Mila grew up outside Philadelphia, and holds degrees from the Manhattan School of Music and Elizabethtown College. She lives in Brooklyn, and past musical adventures have covered percussion (8 years) and ukulele.

Blair McMillen, Pianist: Blair McMillen has established himself as one of the most versatile and sought-after pianists today. The New York Times has called his playing "lustrous," "riveting," and "brilliant... prodigiously accomplished and exciting." Known for imaginative and daring programming, he plays a repertoire that spans from late-medieval keyboard manuscripts to the 21st- century.

Recent appearances include Carnegie Hall, the American Symphony Orchestra, Bang on a Can's 25th anniversary marathon, Miller Theatre's "Piano Revolution," Albany

Symphony/Dogs of Desire, the Moscow Conservatory, the Metropolitan Museum, and CalArts. Performance highlights from recent seasons include the Prokofiev Concerto #1 at the Bard Music Festival, Walter Piston's Concertino in Carnegie Hall, nearly a dozen performances of John Cage's landmark Sonatas and Interludes, and numerous appearances with the St. Paul Chamber Orchestra.

Dedicated to new and groundbreaking projects, Blair McMillen is committed to performing the music of today. Known for adventurous and imaginative programming, he has premiered hundreds of solo and chamber works. He consistently works with both established and emerging composers in commissioning new works for the piano. He is the pianist for the Naumburg Award-winning Da Capo Chamber Players, the American Modern Ensemble, Perspectives Ensemble, and the six-piano super-group Grand Band. Blair McMillen co-founded (and co-directs) the Rite of Summer Music Festival on Governors Island, an outdoor alt-classical festival that kicks off its third season in July 2013.

Blair McMillen holds degrees from Oberlin College, Manhattan School of Music, and the Juilliard School. A self-taught jazz pianist, he is regularly involved in improvisation projects ranging from the straight-ahead to the avant-garde. He resides in New York City and serves on the piano faculty at Bard College and Conservatory .
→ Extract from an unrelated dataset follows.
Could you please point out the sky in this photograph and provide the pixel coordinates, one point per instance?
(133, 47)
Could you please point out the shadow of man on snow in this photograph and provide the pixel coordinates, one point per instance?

Stephanie Griffin, Violist: Acclaimed by The New York Times for her "fiery, full- throttle performance" and described as "enthralling" by the Los Angeles Times, violist Stephanie Griffin has performed internationally as a soloist, chamber and avant- jazz musician. As a soloist, she has worked closely with

numerous composers, among them Tony Prabowo; Kee Yong Chong; Matthew Greenbaum; Arthur Kampela; and Tristan Murail. Ms. Griffin performs regularly with Continuum, the Argento Chamber Ensemble; Carl Maguire's Floriculture; Gordon Beeferman's Other Life Forms; Adam Rudolph's Go Organic Orchestra; and the Princeton Symphony, where she serves as principal violist. She is also viola faculty at Brooklyn College and the former curator of contemporary music at Galapagos Art Space. Ms. Griffin has recorded for Firehouse 12, Aeon, Albany, Koch, Arte Nova, Centaur and Siam Records. She studied viola with William Gordon, Paul DeClerck, Wayne Brooks and Samuel Rhodes and holds a Doctor of Musical Arts degree from The Juilliard School.